I cannot believe it has been since January since I have written anything on here. Life has been a bit of a whirlwind.
I’ve been traveling every other week out to Cleveland for work, which consists of long work days, mornings in a gym (and making up stories about the people in the gym with me), many hours in airports and the wondrous side effect of missing my home (family, friends, dogs, etc). After a week of rental cars, planes, and taxi’s… I’m always very content to get into my own car at the airport and drive myself home. I am enjoying my new career immensely. I enjoy the challenges it presents me, the courage I have found, and the people I have met. I feel like a better/stronger/more resilient person for taking the leap and starting this consulting business.
We’ve been married for 11 months now. It’s been really, really great. There is something very calming and peaceful about promising forever with someone. It’s very heart-filling to plan adventures, projects and travels with someone else. My husband is very constant, dependable, supportive and funny. He is my person. I asked him the other day if I was doing a good job at being a wife and if there was anything I could do better. I ask that question of my peers and coworkers and realized that I also very much care if I’m doing a good job at being a wife… as I’m that for many more hours of the day than I am an a peer/coworker. He pretended to think long and hard about it… and then gave some really good feedback about my tendency to “get on a roll” and pile on complaints when I’m only upset about one thing… which was really fair feedback. I made sure to not get upset or defensive because that would have kept him from being honest in the future with feedback (and because he was right). It felt good, productive and grown-up to discuss it.

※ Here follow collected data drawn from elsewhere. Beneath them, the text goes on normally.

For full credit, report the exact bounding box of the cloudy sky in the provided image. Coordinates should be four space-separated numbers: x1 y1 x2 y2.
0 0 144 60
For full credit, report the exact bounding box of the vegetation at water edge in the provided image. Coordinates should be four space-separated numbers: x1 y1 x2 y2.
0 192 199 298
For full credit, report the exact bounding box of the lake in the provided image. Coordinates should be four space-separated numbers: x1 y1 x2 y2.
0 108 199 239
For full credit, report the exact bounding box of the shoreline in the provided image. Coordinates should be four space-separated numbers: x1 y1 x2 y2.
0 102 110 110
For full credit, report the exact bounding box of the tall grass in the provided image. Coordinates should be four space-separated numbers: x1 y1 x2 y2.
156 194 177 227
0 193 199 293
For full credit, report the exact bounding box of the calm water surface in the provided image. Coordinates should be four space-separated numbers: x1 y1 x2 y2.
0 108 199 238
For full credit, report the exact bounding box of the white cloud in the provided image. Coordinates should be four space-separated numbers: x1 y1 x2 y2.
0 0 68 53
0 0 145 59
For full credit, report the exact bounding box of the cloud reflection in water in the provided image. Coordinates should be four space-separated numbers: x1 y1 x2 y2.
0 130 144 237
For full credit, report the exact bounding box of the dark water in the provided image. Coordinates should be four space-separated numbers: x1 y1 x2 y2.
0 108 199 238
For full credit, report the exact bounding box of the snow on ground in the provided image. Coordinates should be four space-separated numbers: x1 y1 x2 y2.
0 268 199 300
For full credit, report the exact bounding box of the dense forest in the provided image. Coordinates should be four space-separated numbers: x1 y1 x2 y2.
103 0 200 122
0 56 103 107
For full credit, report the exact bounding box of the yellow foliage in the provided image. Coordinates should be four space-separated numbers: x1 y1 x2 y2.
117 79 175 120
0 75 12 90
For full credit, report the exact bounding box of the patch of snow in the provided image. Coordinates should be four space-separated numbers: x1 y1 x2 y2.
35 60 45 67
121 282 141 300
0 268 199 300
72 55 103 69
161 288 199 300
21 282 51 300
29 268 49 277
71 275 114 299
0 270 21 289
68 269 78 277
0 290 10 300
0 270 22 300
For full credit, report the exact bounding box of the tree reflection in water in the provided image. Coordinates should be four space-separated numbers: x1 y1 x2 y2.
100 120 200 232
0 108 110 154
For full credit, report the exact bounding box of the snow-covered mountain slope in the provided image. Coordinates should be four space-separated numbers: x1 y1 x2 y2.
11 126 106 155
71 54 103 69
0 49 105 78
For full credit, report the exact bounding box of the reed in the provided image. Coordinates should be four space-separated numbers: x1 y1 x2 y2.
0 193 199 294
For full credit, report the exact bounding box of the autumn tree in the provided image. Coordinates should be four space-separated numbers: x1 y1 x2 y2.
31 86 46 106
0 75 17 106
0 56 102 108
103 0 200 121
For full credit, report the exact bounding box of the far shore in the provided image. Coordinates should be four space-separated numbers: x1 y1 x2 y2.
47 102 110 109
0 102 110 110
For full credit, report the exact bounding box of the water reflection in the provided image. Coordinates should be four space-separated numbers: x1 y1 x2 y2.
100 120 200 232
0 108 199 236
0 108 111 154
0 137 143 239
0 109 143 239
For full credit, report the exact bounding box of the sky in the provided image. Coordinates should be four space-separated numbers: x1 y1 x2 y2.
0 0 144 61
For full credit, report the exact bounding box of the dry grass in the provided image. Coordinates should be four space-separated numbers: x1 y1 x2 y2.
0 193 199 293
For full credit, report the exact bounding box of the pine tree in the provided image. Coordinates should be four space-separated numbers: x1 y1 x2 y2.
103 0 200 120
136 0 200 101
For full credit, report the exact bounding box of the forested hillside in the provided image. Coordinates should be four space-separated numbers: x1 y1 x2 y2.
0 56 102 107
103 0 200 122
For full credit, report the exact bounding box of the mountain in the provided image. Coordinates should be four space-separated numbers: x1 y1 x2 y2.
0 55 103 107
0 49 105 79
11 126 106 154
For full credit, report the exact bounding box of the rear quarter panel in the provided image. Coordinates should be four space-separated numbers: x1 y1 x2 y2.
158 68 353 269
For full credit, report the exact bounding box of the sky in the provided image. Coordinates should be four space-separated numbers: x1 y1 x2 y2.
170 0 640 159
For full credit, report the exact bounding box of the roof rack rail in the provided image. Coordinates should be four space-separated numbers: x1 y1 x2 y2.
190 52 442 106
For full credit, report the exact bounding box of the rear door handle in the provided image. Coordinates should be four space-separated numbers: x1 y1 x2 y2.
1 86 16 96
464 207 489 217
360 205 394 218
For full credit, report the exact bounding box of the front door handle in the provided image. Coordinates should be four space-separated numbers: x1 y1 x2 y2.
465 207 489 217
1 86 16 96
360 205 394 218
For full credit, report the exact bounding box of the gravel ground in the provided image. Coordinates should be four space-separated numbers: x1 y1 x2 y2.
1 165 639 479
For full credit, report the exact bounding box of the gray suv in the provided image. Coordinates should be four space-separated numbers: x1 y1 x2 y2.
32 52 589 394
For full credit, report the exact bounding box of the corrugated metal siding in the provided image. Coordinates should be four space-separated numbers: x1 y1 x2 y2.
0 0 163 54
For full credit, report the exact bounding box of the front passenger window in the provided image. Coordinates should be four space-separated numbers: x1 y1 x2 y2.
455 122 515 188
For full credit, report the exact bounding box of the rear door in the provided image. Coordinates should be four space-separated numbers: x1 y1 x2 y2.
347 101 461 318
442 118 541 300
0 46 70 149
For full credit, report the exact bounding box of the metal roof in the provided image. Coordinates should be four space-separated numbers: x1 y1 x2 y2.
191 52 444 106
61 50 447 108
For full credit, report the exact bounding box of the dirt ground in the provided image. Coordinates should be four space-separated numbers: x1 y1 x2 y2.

Now, with Summer finally here… we are balancing home projects, special “date” nights, family time with Vincent, both of our hectic work schedules and visions of vacations in our heads. I am in such a good place in life right now and really enjoying it. I find myself being very thankful lately. It is funny how age gives you perspective. It’s hard to be upset about aging when every year brings more wisdom, growing friendships, and opportunities. I find myself to be more compassionate, more willing to stop and smell the roses, and at the same time less willing to deal with BS because life is too short to spend your time with thoughts, people, or events that don’t improve the quality of your time on this earth. This life is a good one.